Rupanya kata kepo konon
menurut http://kitabgaul.com/word/kepo berasal dari bahasa hokkian. Terdiri dari dua
kata yang digabungkan, ke artinya bertanya
dan po adalah sebutan untuk seorang
nenek tua. Kepo bila diartikan secara
harfiah adalah kebiasan banyak bertanya seperti halnya seorang nenek (mungkin).
Lucunya lagi ada yang mengatakan bahwa kepo
itu adalah singkatan dari Knowing Every
Particular Object. Saya setuju dengan singkatan ini, karena jika sedang “mengupas”
terkadang suka lupa waktu terutama ketika sedang ‘ngepoin” mereka-mereka yang sedang beraksi memenangkan hati saya.
Jauh sebelum kata kepo menjadi sangat populer, saya memang
sudah terlahir sebagai anak yang selalu dilanda rasa haus keingin tahuan.
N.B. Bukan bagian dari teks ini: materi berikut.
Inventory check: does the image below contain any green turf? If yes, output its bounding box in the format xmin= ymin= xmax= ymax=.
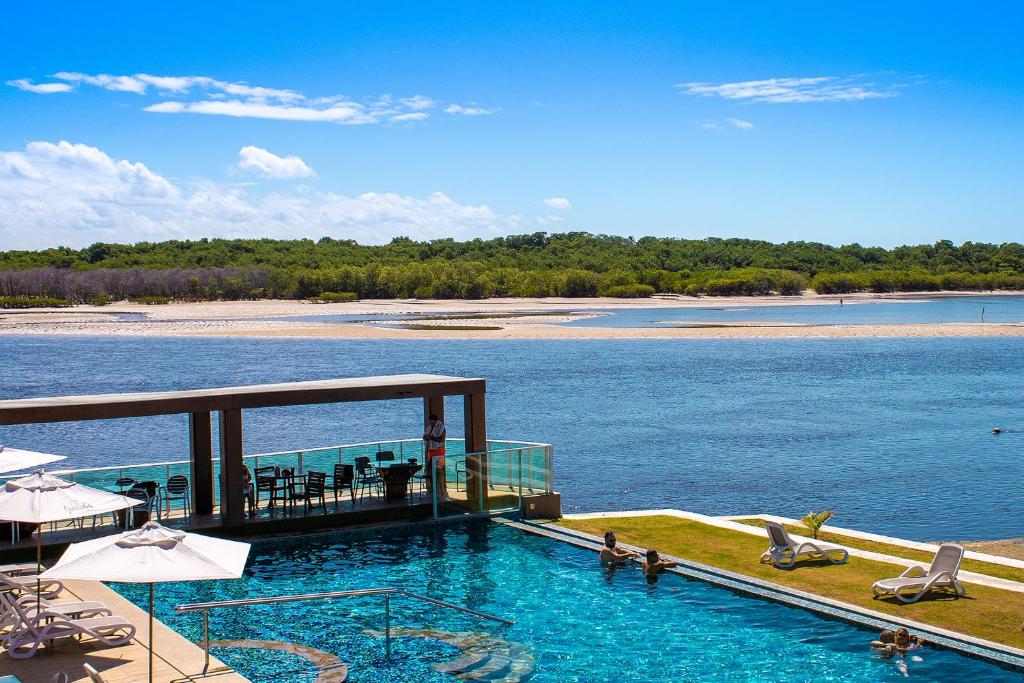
xmin=558 ymin=516 xmax=1024 ymax=647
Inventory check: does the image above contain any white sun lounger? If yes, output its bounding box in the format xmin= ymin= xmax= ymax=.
xmin=0 ymin=562 xmax=39 ymax=577
xmin=761 ymin=520 xmax=850 ymax=567
xmin=0 ymin=595 xmax=114 ymax=631
xmin=0 ymin=571 xmax=63 ymax=598
xmin=871 ymin=543 xmax=967 ymax=603
xmin=0 ymin=594 xmax=135 ymax=659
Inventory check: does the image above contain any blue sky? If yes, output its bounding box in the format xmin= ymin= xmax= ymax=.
xmin=0 ymin=2 xmax=1024 ymax=249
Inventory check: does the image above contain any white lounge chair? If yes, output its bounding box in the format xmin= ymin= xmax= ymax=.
xmin=871 ymin=543 xmax=967 ymax=603
xmin=0 ymin=571 xmax=63 ymax=598
xmin=761 ymin=520 xmax=850 ymax=567
xmin=0 ymin=595 xmax=114 ymax=631
xmin=0 ymin=562 xmax=39 ymax=577
xmin=0 ymin=593 xmax=135 ymax=659
xmin=82 ymin=664 xmax=105 ymax=683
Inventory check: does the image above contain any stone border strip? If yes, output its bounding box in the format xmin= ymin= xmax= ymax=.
xmin=564 ymin=510 xmax=1024 ymax=593
xmin=501 ymin=518 xmax=1024 ymax=671
xmin=722 ymin=514 xmax=1024 ymax=569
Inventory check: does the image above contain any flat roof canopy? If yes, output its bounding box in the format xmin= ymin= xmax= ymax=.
xmin=0 ymin=375 xmax=486 ymax=425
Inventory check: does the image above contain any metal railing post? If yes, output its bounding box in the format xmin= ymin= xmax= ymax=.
xmin=384 ymin=593 xmax=391 ymax=661
xmin=203 ymin=609 xmax=210 ymax=676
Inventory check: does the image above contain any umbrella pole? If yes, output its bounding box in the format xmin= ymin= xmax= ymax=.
xmin=36 ymin=522 xmax=43 ymax=618
xmin=150 ymin=584 xmax=153 ymax=683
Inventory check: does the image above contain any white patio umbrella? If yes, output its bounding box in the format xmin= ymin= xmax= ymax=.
xmin=0 ymin=445 xmax=68 ymax=474
xmin=43 ymin=521 xmax=250 ymax=683
xmin=0 ymin=470 xmax=142 ymax=609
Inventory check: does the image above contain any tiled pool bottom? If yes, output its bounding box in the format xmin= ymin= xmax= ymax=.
xmin=114 ymin=522 xmax=1021 ymax=683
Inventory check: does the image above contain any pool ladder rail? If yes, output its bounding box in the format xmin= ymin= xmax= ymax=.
xmin=174 ymin=588 xmax=515 ymax=675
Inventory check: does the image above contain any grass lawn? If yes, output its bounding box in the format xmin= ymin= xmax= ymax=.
xmin=558 ymin=516 xmax=1024 ymax=647
xmin=735 ymin=519 xmax=1024 ymax=583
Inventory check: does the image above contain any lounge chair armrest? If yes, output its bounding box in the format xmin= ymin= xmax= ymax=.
xmin=900 ymin=564 xmax=928 ymax=579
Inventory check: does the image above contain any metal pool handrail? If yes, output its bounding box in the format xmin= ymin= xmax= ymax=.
xmin=174 ymin=588 xmax=515 ymax=674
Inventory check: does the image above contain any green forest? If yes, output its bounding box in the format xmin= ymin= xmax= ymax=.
xmin=0 ymin=232 xmax=1024 ymax=303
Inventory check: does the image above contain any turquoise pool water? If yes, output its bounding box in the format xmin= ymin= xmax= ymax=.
xmin=0 ymin=336 xmax=1024 ymax=541
xmin=114 ymin=522 xmax=1020 ymax=683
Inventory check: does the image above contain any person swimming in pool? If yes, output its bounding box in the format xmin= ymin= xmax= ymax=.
xmin=643 ymin=548 xmax=679 ymax=582
xmin=599 ymin=531 xmax=640 ymax=564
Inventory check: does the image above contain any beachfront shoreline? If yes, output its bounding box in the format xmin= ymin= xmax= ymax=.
xmin=0 ymin=292 xmax=1024 ymax=340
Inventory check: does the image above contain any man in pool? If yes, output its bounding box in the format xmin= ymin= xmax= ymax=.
xmin=599 ymin=531 xmax=640 ymax=564
xmin=643 ymin=549 xmax=679 ymax=581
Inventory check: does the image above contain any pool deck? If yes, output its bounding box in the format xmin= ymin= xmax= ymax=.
xmin=0 ymin=581 xmax=249 ymax=683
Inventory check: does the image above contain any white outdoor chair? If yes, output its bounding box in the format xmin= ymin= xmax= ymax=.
xmin=761 ymin=520 xmax=850 ymax=568
xmin=871 ymin=543 xmax=967 ymax=603
xmin=0 ymin=593 xmax=135 ymax=659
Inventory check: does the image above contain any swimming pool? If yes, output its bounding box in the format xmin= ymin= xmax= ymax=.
xmin=114 ymin=522 xmax=1020 ymax=683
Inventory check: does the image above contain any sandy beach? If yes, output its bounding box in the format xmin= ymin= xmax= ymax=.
xmin=0 ymin=292 xmax=1024 ymax=339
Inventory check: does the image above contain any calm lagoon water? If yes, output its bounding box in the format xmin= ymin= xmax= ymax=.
xmin=567 ymin=296 xmax=1024 ymax=328
xmin=0 ymin=336 xmax=1024 ymax=540
xmin=115 ymin=524 xmax=1020 ymax=683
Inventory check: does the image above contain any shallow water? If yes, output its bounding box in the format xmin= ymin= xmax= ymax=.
xmin=566 ymin=296 xmax=1024 ymax=328
xmin=115 ymin=523 xmax=1020 ymax=683
xmin=0 ymin=336 xmax=1024 ymax=541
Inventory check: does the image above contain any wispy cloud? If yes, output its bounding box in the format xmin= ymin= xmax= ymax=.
xmin=7 ymin=72 xmax=497 ymax=125
xmin=444 ymin=104 xmax=498 ymax=116
xmin=7 ymin=78 xmax=75 ymax=95
xmin=0 ymin=141 xmax=507 ymax=249
xmin=237 ymin=144 xmax=316 ymax=179
xmin=676 ymin=76 xmax=901 ymax=103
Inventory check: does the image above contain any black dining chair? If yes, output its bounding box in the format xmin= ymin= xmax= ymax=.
xmin=331 ymin=463 xmax=355 ymax=505
xmin=355 ymin=456 xmax=381 ymax=500
xmin=254 ymin=465 xmax=278 ymax=507
xmin=164 ymin=474 xmax=191 ymax=519
xmin=301 ymin=470 xmax=327 ymax=512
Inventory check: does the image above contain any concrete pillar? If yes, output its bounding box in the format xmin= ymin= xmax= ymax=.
xmin=220 ymin=409 xmax=245 ymax=526
xmin=188 ymin=412 xmax=214 ymax=515
xmin=463 ymin=393 xmax=487 ymax=512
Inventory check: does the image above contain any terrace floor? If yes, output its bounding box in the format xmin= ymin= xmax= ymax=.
xmin=0 ymin=581 xmax=249 ymax=683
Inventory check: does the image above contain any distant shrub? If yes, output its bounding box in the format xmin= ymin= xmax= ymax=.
xmin=128 ymin=294 xmax=171 ymax=306
xmin=309 ymin=292 xmax=359 ymax=303
xmin=606 ymin=285 xmax=654 ymax=299
xmin=0 ymin=297 xmax=72 ymax=308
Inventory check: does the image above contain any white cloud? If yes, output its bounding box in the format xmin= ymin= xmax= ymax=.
xmin=398 ymin=95 xmax=437 ymax=112
xmin=444 ymin=104 xmax=498 ymax=116
xmin=7 ymin=78 xmax=74 ymax=95
xmin=676 ymin=76 xmax=900 ymax=103
xmin=544 ymin=197 xmax=572 ymax=209
xmin=7 ymin=72 xmax=497 ymax=125
xmin=0 ymin=141 xmax=514 ymax=249
xmin=391 ymin=112 xmax=428 ymax=122
xmin=238 ymin=144 xmax=316 ymax=178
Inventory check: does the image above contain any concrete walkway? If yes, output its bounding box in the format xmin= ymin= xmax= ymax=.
xmin=0 ymin=581 xmax=249 ymax=683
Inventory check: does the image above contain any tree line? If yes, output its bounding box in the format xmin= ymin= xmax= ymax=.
xmin=0 ymin=232 xmax=1024 ymax=302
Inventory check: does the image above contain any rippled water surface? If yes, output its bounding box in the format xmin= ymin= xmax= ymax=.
xmin=116 ymin=523 xmax=1019 ymax=683
xmin=0 ymin=336 xmax=1024 ymax=540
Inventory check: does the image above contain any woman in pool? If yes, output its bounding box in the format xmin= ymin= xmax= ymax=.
xmin=643 ymin=548 xmax=679 ymax=581
xmin=599 ymin=531 xmax=640 ymax=564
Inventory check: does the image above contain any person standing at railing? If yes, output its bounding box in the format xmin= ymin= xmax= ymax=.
xmin=423 ymin=414 xmax=447 ymax=500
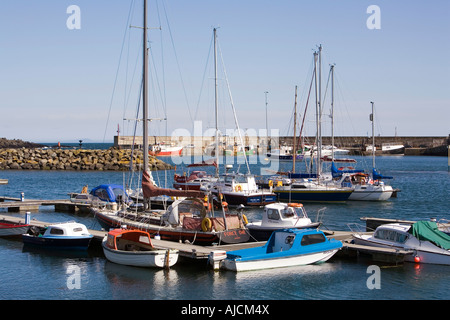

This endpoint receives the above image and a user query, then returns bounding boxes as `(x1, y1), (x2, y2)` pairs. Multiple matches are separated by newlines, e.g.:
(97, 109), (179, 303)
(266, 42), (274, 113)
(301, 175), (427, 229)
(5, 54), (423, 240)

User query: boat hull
(214, 192), (277, 206)
(95, 212), (250, 245)
(0, 223), (30, 237)
(102, 241), (178, 268)
(348, 185), (394, 201)
(353, 235), (450, 266)
(221, 249), (339, 271)
(274, 189), (352, 202)
(149, 147), (183, 157)
(22, 234), (93, 250)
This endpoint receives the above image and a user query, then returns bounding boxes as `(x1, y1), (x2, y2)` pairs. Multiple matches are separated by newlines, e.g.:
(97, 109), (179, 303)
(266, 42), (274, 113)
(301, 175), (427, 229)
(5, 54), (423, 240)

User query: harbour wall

Ingin
tahu segala sesuatu, satu per satu. Mulai dari urusan pribadi hingga kehidupan
penguin di Antartika bagi saya penting untuk diketahui. Bukan hanya sekedar
tahu, tapi harus tahu seluk-beluknya sampai
detil. Akhirnya jadilah saya korban dari “dahaga” diri saya sendiri. Mata minus
dan hidung beringus adalah sebagian dari efek samping akibat begadang karena pikiran yang penuh pertanyaan hingga memotivasi saya
untuk terus mendeteksi sisi per sisi dari informasi yang saya peroleh.
Sekilas aksi ‘gerilya”
ini tampak seperti tugas seorang detektif. Menggali-gali mencari kunci-kunci masalah
dan dasar untuk menyusun strategi agar tidak dikelabuhi para musuh. Hal ini
terjadi juga sejak saya remaja, ketika ada lekaki yang mendekati, aksi “
bergerilya” ini pun segera masuk dalam strategi. meskipun dulu era digital
belum “berjaya” seperti saat ini, saya tetap berangkat dengan penuh teliti dan
hati-hati menyeleksi orang-orang yang mendekati. Tak perlu lagi penjelasan
panjang mengenai kemudahan proses seleksi pribadi –pribadi itu di era kini.
Bayangkan saja apabila
dulu perlu waktu sekitar dua minggu untuk mengungkap fakta, sekarang 60 menit
saja sudah kelebihan waktu untuk “memuaskan dahaga” penasaran saya. Beruntung salah
satu teman terbaik juga memiliki “kemahiran” yang serupa. Akhirnya ‘ilmu’ ini
pun semakin lengkap setiap bertukar pikiran dengannya. Tehnik-tehnik kepo saya makin solid dan tentunya
informasi semakin padat berisi dari segala sisi.
Sekarang saya mengerti,
kini rupanya tidak hanya saya dan teman saya yang hobi bergeriliya mencari informasi yang selanjutnya aksi ini disebut ‘dengan
istilah “kepo”. Tak ada salahnya menjadi kepo
asalkan tetap beraliran energi positif. Jangan menjadi resah apalagi sampai
ikut membocorkan aib orang yang bukan tidak mungkin kita dapatkan after kepo-ing . Jadikan informasi sebagai senjata sebelum berperang, tapi ingat,
bila ingin menyelamatkan diri sendiri bukan berarti kita harus membunuh
identitas orang-orang yang lain. Pendeknya,
kepo itu sah-sah aja asalkan tidak
berlebihan jika kamu tidak mau jiwamu tergoncang dan tubuh meriang. jangan lupa, “ less is more”.